You only love me because I’m familiar. Because you fall into old patterns when you talk to me, laughing at the same jokes, speaking with the same mix of tenderness and stubbornness you always did with me. Because you don’t have to think—about what I’d like to hear you say or how I’d like to hear you say it, and still, you take too long to text me back, still, we play the same games.

You only love me because I’m familiar. Because you have yet to fall into a body that doesn’t bring back the memory of me, of my laughter filling the quiet of your room, my hair spilling across your pillow, my hands reaching across the space between us to pull you closer. Because you’ve been searching, or maybe you haven’t at all, and you’ve found yourself back at my feet, the same feet that used to stretch out the passenger window of your car, dancing in the sun.
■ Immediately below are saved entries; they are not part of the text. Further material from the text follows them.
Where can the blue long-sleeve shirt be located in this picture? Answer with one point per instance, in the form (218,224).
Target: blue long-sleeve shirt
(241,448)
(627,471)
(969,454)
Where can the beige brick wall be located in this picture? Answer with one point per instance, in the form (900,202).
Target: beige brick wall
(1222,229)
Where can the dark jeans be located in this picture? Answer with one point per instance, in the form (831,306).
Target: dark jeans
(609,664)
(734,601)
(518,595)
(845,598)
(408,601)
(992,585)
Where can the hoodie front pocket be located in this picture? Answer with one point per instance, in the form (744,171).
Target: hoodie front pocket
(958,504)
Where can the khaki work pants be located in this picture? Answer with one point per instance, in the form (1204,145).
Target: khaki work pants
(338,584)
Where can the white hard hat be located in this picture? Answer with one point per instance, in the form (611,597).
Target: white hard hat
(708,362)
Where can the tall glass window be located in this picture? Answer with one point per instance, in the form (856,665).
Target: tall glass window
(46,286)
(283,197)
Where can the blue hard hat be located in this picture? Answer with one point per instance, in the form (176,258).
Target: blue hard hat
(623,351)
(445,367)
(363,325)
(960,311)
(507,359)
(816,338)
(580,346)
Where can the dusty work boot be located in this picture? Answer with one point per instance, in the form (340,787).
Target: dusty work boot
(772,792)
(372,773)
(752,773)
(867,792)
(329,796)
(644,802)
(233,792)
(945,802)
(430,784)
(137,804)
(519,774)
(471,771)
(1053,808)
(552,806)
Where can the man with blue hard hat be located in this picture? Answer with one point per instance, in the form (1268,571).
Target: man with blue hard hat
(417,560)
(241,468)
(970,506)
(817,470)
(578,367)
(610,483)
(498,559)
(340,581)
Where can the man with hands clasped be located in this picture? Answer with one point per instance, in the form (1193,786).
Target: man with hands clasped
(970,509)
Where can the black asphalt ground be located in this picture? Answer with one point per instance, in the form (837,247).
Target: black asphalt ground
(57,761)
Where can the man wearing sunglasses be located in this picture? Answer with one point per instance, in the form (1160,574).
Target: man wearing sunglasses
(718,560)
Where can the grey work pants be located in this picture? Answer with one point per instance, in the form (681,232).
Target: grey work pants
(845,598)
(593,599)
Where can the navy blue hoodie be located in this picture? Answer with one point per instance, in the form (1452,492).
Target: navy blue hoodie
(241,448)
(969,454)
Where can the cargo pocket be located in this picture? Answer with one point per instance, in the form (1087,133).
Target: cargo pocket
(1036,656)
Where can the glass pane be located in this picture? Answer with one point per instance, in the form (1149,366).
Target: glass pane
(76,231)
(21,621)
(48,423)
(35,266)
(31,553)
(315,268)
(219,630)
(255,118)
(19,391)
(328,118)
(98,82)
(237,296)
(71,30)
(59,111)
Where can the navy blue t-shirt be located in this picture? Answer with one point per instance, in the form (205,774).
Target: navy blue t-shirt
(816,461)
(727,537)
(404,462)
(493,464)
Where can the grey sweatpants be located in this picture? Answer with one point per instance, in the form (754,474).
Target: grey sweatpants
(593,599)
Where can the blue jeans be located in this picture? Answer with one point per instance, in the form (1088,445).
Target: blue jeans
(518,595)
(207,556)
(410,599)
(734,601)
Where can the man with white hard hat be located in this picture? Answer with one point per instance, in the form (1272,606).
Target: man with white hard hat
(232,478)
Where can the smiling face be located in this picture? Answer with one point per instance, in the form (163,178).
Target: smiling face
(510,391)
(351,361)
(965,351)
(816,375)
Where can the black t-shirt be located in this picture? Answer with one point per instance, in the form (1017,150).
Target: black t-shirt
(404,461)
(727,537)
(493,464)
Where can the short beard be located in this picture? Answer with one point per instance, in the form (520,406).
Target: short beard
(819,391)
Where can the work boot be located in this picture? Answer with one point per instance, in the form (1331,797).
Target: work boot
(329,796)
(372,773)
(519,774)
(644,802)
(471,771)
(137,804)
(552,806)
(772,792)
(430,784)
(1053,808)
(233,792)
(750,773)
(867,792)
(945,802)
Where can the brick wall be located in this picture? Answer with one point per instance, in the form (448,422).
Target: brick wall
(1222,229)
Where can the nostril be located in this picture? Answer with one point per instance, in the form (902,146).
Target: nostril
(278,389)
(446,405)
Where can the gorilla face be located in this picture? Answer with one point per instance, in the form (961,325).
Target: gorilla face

You only love me because I’m familiar. Because you’ve convinced yourself that starting over is too scary, and that what you’ve had, could have again, is far greater than new lips, new hands, a new heart beating wildly in your palm.

You only love me because I’m familiar. But what about the hands you’ve yet to hold, what about the touch that grazes over your skin and sets fire to you, somewhere deep inside? What about the lips that taste foreign and exciting and terrifying and new?

Do you ever put your mouth on mine, and wonder what it would be like to taste something you’ve never known? Do you ever reach for me and wonder what it would be like to find someone else sleeping next to you?

Because my greatest fear is that one day you will.